The Third Annual Conference of the ILD will honor the memory of the Haymarket martyrs by meeting on their fortieth anniversary and making their great tradition its own.

The necessity for the defense movement is shown not only by those fighters of the past and those still in prison, the Mooneys, Billingses, Barnetts, McNamaras and others, but by those who are about to be sent there—or to the electric chair—the miners in Cheswick, the Michigan Communists, the New York Italian workers Greco and Carillo, the furriers and ladies’ garment workers in New York and Chicago and others in other parts of the country.[3] To defend them is also to defend the labor movement, the working class.

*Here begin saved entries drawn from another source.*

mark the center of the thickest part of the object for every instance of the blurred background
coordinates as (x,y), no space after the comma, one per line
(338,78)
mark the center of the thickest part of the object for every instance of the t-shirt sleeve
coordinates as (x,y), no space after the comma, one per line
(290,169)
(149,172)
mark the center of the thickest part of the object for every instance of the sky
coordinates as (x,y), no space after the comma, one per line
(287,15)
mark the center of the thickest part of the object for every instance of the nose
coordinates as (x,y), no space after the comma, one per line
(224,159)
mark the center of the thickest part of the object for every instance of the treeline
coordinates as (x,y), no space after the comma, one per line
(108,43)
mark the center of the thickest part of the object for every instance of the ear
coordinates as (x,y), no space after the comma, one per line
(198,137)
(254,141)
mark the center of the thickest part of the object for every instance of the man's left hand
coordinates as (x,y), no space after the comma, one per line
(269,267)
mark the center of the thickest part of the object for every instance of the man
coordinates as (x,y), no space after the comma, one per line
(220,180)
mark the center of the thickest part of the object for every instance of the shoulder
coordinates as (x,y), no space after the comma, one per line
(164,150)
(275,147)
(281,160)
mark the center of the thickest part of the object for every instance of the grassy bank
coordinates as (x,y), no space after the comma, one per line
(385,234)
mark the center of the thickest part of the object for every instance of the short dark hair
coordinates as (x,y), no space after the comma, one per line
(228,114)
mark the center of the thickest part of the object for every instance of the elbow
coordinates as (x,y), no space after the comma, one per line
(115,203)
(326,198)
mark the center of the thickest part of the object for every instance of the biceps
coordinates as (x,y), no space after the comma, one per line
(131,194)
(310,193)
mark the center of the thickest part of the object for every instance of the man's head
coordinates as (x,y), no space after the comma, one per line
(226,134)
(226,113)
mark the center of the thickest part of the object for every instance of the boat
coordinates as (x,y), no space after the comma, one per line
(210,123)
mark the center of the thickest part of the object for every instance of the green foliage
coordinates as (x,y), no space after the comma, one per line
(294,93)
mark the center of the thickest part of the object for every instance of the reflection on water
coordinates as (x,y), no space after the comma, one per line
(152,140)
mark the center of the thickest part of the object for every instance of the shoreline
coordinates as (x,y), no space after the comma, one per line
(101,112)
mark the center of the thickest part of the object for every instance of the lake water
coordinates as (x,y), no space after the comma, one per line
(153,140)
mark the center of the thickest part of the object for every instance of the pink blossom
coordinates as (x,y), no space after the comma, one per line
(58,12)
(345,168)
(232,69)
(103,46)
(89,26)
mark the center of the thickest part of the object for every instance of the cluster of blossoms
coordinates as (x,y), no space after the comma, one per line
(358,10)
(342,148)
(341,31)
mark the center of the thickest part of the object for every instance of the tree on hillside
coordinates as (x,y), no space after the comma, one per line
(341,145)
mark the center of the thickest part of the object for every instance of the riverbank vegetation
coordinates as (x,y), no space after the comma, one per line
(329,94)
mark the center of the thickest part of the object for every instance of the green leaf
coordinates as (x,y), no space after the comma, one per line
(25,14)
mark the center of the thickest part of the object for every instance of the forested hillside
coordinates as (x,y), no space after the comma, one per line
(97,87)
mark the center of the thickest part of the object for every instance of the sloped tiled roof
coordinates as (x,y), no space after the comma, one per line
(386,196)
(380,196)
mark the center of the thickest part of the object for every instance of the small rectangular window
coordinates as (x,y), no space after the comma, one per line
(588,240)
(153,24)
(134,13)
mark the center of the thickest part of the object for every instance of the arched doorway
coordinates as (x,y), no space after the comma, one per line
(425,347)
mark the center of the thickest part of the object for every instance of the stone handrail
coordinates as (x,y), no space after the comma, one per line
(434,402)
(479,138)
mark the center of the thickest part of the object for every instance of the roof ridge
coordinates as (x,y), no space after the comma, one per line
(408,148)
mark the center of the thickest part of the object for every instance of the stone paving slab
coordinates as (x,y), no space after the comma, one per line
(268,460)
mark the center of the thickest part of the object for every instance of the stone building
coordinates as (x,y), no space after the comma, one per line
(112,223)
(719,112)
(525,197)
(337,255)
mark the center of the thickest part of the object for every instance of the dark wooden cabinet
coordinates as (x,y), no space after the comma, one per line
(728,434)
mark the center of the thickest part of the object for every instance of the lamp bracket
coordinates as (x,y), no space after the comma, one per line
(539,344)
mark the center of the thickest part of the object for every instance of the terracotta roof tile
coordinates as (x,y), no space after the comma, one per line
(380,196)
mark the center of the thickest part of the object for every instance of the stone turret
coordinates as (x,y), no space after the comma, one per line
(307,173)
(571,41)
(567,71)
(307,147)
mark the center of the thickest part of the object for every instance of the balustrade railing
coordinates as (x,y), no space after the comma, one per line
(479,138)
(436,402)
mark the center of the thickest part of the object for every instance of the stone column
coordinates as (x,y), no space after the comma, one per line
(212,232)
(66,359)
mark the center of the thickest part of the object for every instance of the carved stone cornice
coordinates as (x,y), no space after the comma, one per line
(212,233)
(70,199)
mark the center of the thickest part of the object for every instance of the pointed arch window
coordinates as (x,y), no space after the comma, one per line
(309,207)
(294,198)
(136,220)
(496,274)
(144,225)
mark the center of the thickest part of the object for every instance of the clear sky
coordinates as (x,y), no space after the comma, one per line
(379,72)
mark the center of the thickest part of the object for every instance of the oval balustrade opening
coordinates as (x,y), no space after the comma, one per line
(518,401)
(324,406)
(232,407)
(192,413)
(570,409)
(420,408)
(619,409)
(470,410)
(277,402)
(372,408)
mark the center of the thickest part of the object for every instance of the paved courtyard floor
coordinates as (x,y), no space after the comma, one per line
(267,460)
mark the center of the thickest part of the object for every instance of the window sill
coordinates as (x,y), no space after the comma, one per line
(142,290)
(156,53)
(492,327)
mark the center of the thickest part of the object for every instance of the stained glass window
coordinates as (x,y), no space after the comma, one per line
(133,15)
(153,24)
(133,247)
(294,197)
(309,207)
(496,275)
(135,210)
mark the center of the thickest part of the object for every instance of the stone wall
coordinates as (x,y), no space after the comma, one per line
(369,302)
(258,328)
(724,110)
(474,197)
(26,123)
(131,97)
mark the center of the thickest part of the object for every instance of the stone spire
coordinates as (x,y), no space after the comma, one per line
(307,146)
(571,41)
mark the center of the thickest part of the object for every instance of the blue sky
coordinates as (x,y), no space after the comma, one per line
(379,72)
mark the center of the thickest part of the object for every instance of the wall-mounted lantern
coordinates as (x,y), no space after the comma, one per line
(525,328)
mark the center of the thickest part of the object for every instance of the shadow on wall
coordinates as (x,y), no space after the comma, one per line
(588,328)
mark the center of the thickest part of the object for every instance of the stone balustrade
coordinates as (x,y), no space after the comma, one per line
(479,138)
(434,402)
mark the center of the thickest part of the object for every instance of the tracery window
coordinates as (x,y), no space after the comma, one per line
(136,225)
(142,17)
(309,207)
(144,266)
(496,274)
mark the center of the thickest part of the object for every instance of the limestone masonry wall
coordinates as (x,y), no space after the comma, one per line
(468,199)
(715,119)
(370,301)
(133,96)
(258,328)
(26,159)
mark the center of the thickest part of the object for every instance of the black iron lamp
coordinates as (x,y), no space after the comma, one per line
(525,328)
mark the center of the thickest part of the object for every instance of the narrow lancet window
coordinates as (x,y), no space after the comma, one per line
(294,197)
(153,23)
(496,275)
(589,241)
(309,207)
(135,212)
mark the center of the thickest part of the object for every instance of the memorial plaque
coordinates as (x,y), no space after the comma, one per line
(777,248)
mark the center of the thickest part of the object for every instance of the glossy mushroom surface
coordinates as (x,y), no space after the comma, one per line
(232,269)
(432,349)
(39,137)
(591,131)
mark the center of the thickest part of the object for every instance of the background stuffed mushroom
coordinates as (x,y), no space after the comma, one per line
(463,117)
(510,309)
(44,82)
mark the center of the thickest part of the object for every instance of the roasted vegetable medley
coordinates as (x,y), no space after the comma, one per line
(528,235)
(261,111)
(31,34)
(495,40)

Let the working class of America ring with our fighting slogan: Build a wall of labor defense against the frame-up system! We want to make the Third Annual Conference of International Labor Defense a sounding board for this militant appeal.

Red November is for our heroes and martyrs, for our battles and for our victories! On with the glorious struggle for liberation, for the freedom of the workers from the prisons of capitalism and from the greater prison which is capitalism!

 

Notes

1.These are the Haymarket martyrs, who were executed after being framed up on charges of bombing the police contingent at an 1886 demonstration for the eight-hour day in Haymarket Square, Chicago.

2. Most of those killed were IWW members, and the incident became known as the Everett Massacre.

3. More than 20 miners were arrested in Cheswick, Pennsylvania after the state police viciously broke up a protest meeting on the eve of the execution of Sacco and Vanzetti, beating many of the participants. One of the state cossacks was shot and killed in the melee.

Calogero Greco and Donato Carillo were two anti-fascist workers accused of murdering two members of the Fascist League of North America in the Bronx on Memorial Day, 1927; they were acquitted in early 1928.

Many New York furriers and garment workers faced charges as a result of militant strikes in 1926.

For Michigan Communist cases, see glossary.